As luck would have it, I’ve been one of those whose experienced the issue and did chase through the dev tools
There’s no console error.
In fact, there’s no iframe for the extension in the streamer’s main page. So it’s not that the extension fails to appear, it’s that it’s iframe that holds it never loads in the first place, suggesting its internal JS never even runs.
Again, there’s not even an extension taskbar icon. *

( * Actually it’s a little stranger than that: occasionally – but not always – there IS an extension taskbar icon, but it only lasts a split second before disappearing. If the problem were a result of JS coding , I’d expect the extension’s iframe to persist and fail to render, and an error to appear and persist in the console.)

I suspect Twitch does not have code to remove an iframe from the streamer’s DOM after loading. It seems more likely the iframe never loaded to begin with.

All of this points to a problem on the Twitch side: failing to load the extension as opposed to failure of the extension.

Another thing to check then would be the network tab in devtools, that way you can see if it attempts to load the HTML (which would in turn load the JS). That would help rule out any client-side issues such as browser extensions that may be blocking it from loading (and extensions that fail to correctly load can result in the sidebar not loading if there are no functioning extensions).
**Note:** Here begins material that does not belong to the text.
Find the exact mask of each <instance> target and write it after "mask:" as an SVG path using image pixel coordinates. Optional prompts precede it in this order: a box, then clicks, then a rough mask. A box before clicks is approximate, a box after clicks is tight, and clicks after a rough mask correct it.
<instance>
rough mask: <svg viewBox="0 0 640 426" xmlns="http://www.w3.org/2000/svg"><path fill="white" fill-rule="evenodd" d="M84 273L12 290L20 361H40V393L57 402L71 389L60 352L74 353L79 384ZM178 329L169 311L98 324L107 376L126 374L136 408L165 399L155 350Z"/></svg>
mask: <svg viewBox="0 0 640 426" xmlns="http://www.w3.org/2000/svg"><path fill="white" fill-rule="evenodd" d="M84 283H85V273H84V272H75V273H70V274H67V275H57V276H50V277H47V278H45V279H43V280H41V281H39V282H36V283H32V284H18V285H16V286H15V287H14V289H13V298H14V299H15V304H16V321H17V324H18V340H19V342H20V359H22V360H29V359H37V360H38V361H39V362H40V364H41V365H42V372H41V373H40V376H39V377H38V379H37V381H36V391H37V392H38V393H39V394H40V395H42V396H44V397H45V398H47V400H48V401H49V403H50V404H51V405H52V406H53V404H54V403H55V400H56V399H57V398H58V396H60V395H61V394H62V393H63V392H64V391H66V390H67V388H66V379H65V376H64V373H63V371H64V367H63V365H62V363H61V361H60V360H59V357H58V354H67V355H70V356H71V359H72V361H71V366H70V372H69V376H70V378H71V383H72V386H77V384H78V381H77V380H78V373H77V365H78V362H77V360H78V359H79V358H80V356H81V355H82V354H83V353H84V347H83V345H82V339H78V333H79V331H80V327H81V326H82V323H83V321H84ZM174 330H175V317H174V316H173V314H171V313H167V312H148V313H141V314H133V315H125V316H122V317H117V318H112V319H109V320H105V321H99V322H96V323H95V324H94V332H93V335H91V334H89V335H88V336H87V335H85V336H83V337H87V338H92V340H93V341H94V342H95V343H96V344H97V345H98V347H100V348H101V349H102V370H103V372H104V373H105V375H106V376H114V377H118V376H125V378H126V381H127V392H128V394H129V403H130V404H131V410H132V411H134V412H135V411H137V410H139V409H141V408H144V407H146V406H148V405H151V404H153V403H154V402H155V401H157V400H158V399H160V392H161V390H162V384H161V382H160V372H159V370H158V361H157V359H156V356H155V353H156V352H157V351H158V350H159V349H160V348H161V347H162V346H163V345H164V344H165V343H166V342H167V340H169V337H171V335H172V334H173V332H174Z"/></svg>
Did that as well. In my particular case I have no extensions whatsoever, and tested it across several browsers: Safari, Chrome, Firefox, and TOR (effectively a stripped version Firefox but coming from a different IP)

When the extension fails to appear for me, all browsers are affected, suggesting it’s not extension related.

Keep in mind, the extension usually DOES appear for me. If I check the data feed on our server and can see someone has recently loaded the extension, I can see which stream that came from, and generally speaking I will be able to see it too.

The exception has been for streamers with large numbers of viewers. I can see their hits coming in, and usually I can load the Overlay, but sometimes I can’t. Again, it varies throughout the day and seems to affect others as well.

Since the extension is coded to load and render whether or not it gets a response from our server, and since I can see others feeding data to our server even when, at times, when I can’t load the Overlay myself – that suggests something outside of our scope.